Should SUs be banning posters with controversial slogans?

Jim is an Associate Editor at Wonkhe

Let’s imagine you’re working in the office when someone comes in with a poster they’ve seen for a society event, objecting to the fact that it includes the slogan “Intifada until victory”.

Plenty of people would consider that to be inherently antisemitic. Others would argue that it’s a legitimate slogan with a political meaning. Some might say either way, it’s not very inclusive – and in the current climate, might heighten distress to fellow students.

Maybe discussing the merits in a meeting is one thing, but advocating for it is another when your SU is committed to inclusivity for all.

Follow the flowchart

If we take the process step by step, we can easily make an argument that regardless of whether it should be banned or not, the SU and/or the university has a duty to facilitate a process by which students are caused to understand why it might be offensive or upsetting to other students.

If the society presses ahead, the next question is often “do we ban the poster” – but arguably, the better next question should be “if we did and the student still put it up, would that be a disciplinary offence?”.

There’s first a question over whether harassment allegations are handled by the SU or the university or both. And it would also generate a question over whether it would reach the legal bar for harassment.

To avoid double jeopardy, achieve consistency and ensure harassment if proved can result in something more serious than the range of punishments available to an SU, it’s easy to make an argument that it has to be the university’s process.

If that’s the case, then you’re in a situation where the SU is intervening on community relations – but the university handles misconduct allegations.

And if that’s the case, the university has a duty to advise on guidelines and borderline cases of this sort via its legal advice.

If the student was to make a complaint, in considering free speech complaints once its scheme is set up, OfS must, by statute, give a view on whether the student was justified in claiming their lawful free speech was infringed.

Necessarily, it will have to consider whether or not they breached the Equality Act. And so before you get there, there could do with being a consistent view agreed between the SU and the university.

Obtaining the advice

Where that gets us to is a need for the university to both advise on borderline cases and offer guidance that allows students to understand the line between free speech and harassment that SUs can interpret, pass on and operationalise.

Of course if students don’t agree with the advice, they can risk it. And if they don’t agree with the SU’s poster handling, they can make a complaint about the SU using the procedure established under the Education Act 1994. They can also campaign themselves, or through you, for different judgements or examples, or change in the law.

Of course SUs only have a role in regulating student life insofar as it is involved with the union, and nobody has the right to plaster the place with posters.

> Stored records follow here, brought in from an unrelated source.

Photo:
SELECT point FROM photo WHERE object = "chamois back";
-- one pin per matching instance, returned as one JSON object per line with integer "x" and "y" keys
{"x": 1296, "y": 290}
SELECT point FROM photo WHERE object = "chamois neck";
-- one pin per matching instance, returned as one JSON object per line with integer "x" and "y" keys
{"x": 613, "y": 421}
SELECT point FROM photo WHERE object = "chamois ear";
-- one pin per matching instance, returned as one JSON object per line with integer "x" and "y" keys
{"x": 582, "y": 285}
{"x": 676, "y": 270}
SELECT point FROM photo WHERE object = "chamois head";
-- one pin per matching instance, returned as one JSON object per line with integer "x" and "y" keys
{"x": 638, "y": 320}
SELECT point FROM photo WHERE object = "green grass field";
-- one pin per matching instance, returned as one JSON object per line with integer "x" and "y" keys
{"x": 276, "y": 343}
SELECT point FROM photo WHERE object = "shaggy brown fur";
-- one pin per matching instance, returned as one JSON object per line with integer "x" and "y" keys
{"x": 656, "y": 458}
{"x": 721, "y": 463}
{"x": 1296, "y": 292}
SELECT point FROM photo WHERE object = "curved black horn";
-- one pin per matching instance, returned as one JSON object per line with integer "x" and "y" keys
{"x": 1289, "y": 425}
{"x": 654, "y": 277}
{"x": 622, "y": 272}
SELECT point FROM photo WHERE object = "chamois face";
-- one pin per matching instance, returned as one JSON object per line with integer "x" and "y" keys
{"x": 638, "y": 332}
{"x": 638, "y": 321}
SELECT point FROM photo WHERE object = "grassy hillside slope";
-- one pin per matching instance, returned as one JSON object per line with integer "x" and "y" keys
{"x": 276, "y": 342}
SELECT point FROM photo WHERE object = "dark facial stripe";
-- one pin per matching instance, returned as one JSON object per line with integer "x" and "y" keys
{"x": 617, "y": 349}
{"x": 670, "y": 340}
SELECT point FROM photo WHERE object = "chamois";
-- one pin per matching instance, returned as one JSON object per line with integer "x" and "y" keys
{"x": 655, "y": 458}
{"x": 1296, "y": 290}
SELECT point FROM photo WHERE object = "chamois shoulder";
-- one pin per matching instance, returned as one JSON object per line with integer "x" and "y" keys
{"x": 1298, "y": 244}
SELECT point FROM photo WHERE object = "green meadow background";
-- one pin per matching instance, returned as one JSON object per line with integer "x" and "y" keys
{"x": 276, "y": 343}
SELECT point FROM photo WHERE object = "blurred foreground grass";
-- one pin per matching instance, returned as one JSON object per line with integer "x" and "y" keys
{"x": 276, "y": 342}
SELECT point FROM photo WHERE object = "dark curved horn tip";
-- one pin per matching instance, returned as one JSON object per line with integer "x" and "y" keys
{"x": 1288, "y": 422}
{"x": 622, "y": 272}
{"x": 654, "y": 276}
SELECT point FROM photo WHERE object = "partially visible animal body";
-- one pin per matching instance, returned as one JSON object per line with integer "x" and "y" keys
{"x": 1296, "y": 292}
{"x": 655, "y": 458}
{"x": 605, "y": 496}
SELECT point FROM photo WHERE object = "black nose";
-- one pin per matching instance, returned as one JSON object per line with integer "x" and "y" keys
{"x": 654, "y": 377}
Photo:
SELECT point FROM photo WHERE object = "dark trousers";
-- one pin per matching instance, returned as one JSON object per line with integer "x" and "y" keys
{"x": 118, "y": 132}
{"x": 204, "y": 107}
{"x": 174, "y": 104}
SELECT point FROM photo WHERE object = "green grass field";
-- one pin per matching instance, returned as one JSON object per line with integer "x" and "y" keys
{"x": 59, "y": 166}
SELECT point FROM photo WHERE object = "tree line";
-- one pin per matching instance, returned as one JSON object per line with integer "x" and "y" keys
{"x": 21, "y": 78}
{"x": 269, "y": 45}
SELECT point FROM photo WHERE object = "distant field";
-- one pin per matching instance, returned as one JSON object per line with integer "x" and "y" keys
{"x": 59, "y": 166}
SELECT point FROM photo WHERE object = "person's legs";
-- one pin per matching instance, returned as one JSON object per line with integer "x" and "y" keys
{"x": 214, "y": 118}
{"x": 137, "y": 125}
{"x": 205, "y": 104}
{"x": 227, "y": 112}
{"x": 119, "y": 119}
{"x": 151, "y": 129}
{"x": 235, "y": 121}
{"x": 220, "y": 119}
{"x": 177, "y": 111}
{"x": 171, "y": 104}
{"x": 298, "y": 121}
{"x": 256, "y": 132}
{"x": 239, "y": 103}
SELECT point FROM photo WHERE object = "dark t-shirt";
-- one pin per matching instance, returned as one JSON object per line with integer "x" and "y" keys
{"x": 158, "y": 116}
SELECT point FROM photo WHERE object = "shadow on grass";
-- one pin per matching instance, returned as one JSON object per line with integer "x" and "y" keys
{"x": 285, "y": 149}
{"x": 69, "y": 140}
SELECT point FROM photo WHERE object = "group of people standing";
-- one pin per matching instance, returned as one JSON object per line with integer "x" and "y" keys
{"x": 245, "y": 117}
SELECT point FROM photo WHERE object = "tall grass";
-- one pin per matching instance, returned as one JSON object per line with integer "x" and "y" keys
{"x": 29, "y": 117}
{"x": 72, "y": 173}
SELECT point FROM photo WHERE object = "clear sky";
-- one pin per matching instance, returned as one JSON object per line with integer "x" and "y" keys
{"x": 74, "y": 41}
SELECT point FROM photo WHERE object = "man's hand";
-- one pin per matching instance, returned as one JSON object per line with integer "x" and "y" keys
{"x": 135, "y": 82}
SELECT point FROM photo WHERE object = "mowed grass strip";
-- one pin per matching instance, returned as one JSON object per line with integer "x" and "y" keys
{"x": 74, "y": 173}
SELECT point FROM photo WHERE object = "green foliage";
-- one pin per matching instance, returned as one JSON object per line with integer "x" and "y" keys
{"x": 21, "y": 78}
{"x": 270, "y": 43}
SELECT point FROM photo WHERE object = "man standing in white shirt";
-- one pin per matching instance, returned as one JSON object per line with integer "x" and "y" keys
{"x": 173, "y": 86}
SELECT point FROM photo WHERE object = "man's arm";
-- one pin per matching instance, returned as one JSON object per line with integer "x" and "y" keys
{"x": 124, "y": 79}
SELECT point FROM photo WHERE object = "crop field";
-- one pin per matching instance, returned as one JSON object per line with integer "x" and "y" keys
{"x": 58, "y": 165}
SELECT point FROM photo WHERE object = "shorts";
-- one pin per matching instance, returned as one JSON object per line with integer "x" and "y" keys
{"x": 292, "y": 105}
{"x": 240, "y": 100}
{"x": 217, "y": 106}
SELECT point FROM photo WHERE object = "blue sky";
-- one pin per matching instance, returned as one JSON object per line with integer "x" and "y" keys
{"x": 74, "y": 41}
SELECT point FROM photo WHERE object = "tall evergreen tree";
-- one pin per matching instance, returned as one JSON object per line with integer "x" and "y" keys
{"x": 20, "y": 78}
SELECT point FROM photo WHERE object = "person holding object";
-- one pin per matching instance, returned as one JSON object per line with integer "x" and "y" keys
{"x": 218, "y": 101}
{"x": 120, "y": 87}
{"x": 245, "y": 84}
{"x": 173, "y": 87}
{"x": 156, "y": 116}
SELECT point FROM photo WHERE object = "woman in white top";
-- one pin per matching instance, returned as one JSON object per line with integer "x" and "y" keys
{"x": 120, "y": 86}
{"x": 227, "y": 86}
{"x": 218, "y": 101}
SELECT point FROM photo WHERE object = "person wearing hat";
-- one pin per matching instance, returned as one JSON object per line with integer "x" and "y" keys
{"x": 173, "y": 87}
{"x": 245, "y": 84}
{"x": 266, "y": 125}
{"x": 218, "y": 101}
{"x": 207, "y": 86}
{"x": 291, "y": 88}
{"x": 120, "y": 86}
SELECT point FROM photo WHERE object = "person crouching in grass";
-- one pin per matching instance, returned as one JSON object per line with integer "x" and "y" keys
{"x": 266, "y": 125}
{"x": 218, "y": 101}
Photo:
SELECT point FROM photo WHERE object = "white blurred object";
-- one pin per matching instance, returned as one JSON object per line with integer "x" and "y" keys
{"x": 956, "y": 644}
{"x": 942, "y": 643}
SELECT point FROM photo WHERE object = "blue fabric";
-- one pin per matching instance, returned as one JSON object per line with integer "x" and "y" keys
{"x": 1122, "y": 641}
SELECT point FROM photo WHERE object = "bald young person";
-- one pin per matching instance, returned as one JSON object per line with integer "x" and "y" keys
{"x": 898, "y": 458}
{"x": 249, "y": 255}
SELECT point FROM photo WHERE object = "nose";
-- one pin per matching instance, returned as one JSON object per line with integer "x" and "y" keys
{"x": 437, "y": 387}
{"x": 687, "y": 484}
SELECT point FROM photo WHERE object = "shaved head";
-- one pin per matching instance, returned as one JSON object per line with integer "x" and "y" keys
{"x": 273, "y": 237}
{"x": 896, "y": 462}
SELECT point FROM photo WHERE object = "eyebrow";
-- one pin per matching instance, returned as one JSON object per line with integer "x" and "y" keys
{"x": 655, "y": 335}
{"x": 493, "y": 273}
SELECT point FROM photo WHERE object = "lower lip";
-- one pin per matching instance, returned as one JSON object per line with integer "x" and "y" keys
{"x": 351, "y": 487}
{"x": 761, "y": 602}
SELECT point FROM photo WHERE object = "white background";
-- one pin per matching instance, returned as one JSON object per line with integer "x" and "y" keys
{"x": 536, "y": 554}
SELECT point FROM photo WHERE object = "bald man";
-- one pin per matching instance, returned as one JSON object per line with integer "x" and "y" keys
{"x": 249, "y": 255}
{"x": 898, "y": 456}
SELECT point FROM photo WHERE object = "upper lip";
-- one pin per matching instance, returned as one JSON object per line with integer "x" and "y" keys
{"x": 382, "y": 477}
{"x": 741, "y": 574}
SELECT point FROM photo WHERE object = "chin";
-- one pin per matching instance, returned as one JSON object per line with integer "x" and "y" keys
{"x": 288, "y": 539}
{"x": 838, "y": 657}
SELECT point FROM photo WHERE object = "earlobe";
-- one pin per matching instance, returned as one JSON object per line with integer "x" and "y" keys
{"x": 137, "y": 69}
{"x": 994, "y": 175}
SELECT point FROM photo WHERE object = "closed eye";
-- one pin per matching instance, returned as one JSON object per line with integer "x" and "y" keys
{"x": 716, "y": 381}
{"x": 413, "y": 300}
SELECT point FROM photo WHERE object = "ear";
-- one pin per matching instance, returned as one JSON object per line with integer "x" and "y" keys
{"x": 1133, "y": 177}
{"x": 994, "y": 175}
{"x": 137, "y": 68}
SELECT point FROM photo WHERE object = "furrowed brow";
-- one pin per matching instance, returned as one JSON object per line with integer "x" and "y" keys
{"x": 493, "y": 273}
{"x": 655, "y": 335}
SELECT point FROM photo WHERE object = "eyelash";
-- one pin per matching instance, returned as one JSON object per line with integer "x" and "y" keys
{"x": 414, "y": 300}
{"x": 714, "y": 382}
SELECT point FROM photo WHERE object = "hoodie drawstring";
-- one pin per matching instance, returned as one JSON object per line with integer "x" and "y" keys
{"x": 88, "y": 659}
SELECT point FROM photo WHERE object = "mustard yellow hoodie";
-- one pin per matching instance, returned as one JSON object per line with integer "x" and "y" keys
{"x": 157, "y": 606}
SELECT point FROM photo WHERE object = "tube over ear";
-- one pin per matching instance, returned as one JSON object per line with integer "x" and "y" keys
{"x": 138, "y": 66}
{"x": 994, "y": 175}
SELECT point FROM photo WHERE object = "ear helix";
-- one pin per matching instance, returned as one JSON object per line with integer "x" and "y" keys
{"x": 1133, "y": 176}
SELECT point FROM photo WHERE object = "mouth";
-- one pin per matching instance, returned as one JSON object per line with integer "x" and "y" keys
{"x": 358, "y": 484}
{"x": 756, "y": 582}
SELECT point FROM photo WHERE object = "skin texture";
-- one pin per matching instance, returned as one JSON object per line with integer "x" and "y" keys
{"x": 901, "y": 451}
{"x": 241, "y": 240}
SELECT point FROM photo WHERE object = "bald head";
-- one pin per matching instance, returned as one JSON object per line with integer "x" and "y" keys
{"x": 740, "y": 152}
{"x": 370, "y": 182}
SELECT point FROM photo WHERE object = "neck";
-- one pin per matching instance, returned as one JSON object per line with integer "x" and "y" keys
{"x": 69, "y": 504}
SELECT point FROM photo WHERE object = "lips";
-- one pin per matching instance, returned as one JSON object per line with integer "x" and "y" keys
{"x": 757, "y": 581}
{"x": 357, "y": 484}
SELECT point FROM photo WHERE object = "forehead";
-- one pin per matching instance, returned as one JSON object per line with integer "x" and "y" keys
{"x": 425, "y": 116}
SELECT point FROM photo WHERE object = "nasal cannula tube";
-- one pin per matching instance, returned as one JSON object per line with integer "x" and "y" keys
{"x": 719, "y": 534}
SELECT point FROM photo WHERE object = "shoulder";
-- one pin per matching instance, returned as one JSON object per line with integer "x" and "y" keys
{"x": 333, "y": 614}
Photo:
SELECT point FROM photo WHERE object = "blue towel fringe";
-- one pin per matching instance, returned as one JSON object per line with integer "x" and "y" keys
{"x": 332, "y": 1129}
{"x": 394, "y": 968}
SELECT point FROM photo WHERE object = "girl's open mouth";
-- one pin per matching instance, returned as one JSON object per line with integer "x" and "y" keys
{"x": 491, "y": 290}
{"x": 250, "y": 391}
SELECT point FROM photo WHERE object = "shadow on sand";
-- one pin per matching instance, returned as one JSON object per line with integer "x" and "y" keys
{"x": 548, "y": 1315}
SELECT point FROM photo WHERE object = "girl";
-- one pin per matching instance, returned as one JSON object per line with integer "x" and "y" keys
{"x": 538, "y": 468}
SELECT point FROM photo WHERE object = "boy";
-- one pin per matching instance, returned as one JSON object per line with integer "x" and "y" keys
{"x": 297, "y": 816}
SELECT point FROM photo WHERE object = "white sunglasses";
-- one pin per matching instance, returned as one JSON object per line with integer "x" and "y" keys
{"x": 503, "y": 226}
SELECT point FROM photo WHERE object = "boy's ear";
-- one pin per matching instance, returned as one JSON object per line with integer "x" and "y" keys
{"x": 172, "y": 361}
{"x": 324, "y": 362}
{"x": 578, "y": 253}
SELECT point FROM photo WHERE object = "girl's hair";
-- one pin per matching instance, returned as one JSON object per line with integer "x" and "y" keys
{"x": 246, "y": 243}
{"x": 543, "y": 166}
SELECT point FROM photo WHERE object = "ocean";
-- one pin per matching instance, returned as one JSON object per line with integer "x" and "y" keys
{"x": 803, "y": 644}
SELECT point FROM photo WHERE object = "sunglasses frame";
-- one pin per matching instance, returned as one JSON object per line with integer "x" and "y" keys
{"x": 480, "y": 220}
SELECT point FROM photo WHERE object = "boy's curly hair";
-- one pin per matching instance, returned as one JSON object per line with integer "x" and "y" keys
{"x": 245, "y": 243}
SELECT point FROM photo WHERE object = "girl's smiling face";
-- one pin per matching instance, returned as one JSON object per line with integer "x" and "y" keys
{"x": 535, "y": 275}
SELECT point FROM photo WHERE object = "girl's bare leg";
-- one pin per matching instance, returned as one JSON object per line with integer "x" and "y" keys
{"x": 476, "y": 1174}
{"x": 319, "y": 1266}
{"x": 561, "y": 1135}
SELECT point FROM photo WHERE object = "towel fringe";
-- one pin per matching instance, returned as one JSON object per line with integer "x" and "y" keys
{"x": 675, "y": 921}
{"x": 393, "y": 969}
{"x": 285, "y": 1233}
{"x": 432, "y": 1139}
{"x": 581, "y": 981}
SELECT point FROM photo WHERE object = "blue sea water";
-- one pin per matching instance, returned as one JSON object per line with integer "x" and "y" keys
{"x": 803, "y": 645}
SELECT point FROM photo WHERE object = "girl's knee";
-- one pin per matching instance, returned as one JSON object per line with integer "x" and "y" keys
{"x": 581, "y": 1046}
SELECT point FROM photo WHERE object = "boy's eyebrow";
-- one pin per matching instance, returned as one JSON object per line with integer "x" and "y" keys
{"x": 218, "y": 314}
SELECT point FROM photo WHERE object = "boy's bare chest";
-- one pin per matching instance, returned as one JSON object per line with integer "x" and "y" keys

But if SUs removes posters of that type because it doesn’t like the content, or because it’s not in line with an SU’s values even if legal, it’s hard to see how that decision in principle would be compatible with an English SU’s free speech duties under the new act.

The crucial bottom line on freedom of expression and speech is that SUs don’t really have the right in the future to set a behavioural standard above the minimum to not engage in legally defined harassment.

Redefining roles

So SUs can manage a building, engage in community building and conflict resolution, and pass on advice from the university – but apart from that it’s hard to see how SUs can maintain disciplinary procedures or processes involving students that make a judgement about Equality Act harassment.

That may not fly well with university managers. A student complaining to them about a society poster might be passed straight onto an SU, and a university might well make clear that it’s the SU’s call.

But unless the SU knows whether the university would regard the behaviour as harassment, it’s an impossible and unfair call to make on both the poster putter upper and/or the complainant.

Whether the government’s forthcoming antisemitism charter, evidently aimed at both universities and SU, will be compatible with these realities remains to be seen. But it certainly points to a need for either a joint free speech code, or at least a very closely aligned one.